I must first ancknowledge the awesomeness of this wonderful site, it's participating members, founder(s) and exceptional online reputation. 

I am in the process of setting up my first Dart Frog Terrarium; A 55 gallon Tank Long.

SUBSTRATE:
I was thinking of using the "Trays" of an undergravel filter as somewhat of a "False Bottom". 

Atop I would then lay "Co-Co Fiber"; Atop of which I would then lay Layers of:

Tree Bark, Jungle Forest Bedding, and Leaf Litter.

WATERFALL:
I would like to purchase a "Self-Contained" "Waterfall" To add as a touch of moving water for asthetics. 

Will My substrate setup work? and will the waterfall be o.k. with this setup?

Your comments and suggestions are greatly appreciated.


----------



## kyle1745 (Feb 15, 2004)

First, thanks for the kind words about the site...


Second, look into leca or geolite and use that as a base layer. At least that is my preferred method.

You can also make a simple waterfall in the tank using water in the bottom pumped up over some rocks or wood, but your method will work as well.

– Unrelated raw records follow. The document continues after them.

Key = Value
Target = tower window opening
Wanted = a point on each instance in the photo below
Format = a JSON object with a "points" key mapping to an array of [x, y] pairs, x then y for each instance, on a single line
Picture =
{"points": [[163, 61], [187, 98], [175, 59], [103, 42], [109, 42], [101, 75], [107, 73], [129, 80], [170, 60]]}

For a top layer look into Jungle Mix which is a store bought soil mix which is reasonably priced and holds up very well. You can purchase some form http://www.herpsupplies.com/ , and we get a discount with code: 32323

Hope that helps a bit, and welcome to the site.


----------



## Guest (Dec 17, 2006)

There are a bunch of sticky threads to help you out with this. If you look through various construction threads they will give you endless information on all the ways people here build thier vivs.


----------



## Orchid Lady (Nov 7, 2011)

I put in a layer of fine charcoal (pre-washed) as the first layer. It prevents the substrate from breaking down too fast.


----------